No roteiro de monitoramento estão as ruas T e U, no bairro Caranã, próximas ao rio Cauamé. Bairros como Santa Tereza, Santa Luzia e Senador Hélio Campos, na zona oeste, também são acompanhados por apresentarem histórico de acúmulo de água.
A Defesa Civil atua ainda na prevenção de acidentes envolvendo árvores antigas e comprometidas. Durante o período de chuvas aumentam os casos de quedas por rachaduras, ação de cupins e enfraquecimento dos troncos, sobretudo de cajueiros.
As ações alcançam também a zona rural e as comunidades indígenas de Boa Vista, onde equipes monitoram localidades que podem ser impactadas pelas chuvas fortes e pela cheia dos rios.
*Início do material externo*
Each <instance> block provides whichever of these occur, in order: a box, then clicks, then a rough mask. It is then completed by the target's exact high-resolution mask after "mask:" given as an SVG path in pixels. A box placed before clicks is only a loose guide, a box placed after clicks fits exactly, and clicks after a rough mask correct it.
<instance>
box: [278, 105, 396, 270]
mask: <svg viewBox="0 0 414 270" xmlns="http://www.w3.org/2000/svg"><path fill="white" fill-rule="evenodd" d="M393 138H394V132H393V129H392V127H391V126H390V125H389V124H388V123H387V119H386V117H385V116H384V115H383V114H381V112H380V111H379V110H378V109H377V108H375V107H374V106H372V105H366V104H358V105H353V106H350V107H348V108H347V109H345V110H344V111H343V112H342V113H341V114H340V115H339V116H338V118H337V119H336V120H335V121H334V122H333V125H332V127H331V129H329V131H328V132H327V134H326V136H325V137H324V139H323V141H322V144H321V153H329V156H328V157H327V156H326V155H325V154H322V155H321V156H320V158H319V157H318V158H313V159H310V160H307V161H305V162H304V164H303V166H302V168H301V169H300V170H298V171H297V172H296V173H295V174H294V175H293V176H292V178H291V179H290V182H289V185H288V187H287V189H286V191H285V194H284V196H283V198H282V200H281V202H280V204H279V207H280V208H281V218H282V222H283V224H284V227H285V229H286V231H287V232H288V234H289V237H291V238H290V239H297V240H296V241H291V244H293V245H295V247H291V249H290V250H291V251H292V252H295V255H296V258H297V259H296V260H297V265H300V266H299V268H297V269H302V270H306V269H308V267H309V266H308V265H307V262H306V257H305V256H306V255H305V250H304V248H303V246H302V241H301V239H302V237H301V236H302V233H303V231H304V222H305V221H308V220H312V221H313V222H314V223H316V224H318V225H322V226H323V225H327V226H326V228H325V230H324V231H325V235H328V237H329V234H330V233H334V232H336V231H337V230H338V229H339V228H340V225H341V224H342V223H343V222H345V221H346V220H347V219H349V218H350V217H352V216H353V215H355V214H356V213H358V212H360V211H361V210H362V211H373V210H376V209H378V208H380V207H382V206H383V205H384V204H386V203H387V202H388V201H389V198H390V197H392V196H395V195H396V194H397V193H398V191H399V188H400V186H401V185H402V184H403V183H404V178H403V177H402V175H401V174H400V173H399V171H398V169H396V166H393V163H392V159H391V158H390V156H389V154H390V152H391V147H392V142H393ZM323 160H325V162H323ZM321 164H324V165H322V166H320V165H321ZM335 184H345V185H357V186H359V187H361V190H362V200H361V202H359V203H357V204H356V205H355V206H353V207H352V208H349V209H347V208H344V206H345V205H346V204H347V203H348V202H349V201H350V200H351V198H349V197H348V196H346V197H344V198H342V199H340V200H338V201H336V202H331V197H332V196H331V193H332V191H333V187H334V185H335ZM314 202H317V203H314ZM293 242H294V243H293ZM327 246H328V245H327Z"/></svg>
Em caso de emergência, a população pode acionar a Defesa Civil Municipal pelo telefone 156.
O monitoramento conta com pluviômetros instalados em diversos bairros da capital, entre eles Jardim Caranã, Paraviana, São Vicente, Treze de Setembro e Jardim Olímpico.
“Os equipamentos são acompanhados pelo Centro Nacional de Monitoramento e Alertas de Desastres Naturais (CEMADEN) e pelo Instituto Nacional de Meteorologia (INMET), contribuindo para a emissão de alertas e a prevenção de desastres”, destacou o inspetor Geraldo de Souza.